Pode ser prematuro falar de Francisco como líder mundial. Porém ninguém pode negar já sua incidência. Por méritos próprios para ler a conjuntura internacional e, a partir daí, interpretar qual pode ser o aporte da Igreja e o seu aporte pessoal. Mas ademais pela importância que a religião (as grandes religiões) jogam no concerto mundial ante o resquício que deixam as crises políticas e ideológicas.
Na Igreja
Dentro da Igreja Católica também há tremores de mudança. Muitos conservadores estão “decepcionados”. Provavelmente porque à luz de alguns antecedentes (dos papas anteriores e os de Bergoglio bispo) esperavam outro discurso e maior proximidade ao poder hegemônico. Não concebem uma Igreja que enfrenta o poder. Não dizem mas temem também o que chamam “relativismo doutrinal”, aludindo às aberturas de Francisco diante de temas que haviam sido tabú para a Igreja (aborto, diversidade sexual, matrimônio), ainda que o Papa até agora não tenha se movido um milímetro da ortodoxia doutrinal. O que mudou é a atitude pastoral pondo a ênfase na aproximação às pessoas concretas, a seus problemas e angústias.

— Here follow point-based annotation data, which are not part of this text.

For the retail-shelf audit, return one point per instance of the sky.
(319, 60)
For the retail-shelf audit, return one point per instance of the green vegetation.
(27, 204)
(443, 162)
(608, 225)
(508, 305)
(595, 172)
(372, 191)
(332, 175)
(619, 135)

No aparato da Igreja há os que se preocupam porque veem chegar ares novos que talvez os façam perder poder. Alguns, inclusive muitos bispos, preferem não se dar por inteirados de que algo está mudando ou que já mudou. Outros, ao contrário, assinalam que “até o momento Bergoglio não fez nada”, argumentando que fará verdadeiras mudanças quando se modifique a forma de governo e a estrutura de poder ainda vigente e se avance para uma condução colegiada. Para isso se necessitam iniciativas muito fortes de Francisco que, se bem deu indícios de caminhar nesse rumo, ainda estão longe de se concretizar. Os “progressistas”, para qualificá-los de alguma maneira, estão satisfeitos com a agenda de Francisco e seus pronunciamentos. Confiam em que se está produzindo uma mudança que, admiten, era inesperada para eles no momento em que Bergoglio iniciou seu pontificado. Basta escutar as lisonjas a Francisco de teólogos como Leonardo Boff ou Gustavo Gutiérrez.
Se sabe que os conteúdos não são separáveis das formas. Menos neste tempo em que a cultura da comunicação traduz tudo em símbolos, em gestos, em imagens. E Francisco apoia seu discurso numa gestualidade de proximidade, jovialidade, simplicidade e austeridade que repercute muito positivamente nas audiências em geral, católicas ou não. A tal ponto é assim que L’Osservatore Romano, jornal oficial do Vaticano, começou a publicar, pela primeira vez na história da Igreja, caricaturas do Papa. Como o fato de que o Bergoglio escolheu viver numa residência austera este também é um símbolo duma nova época.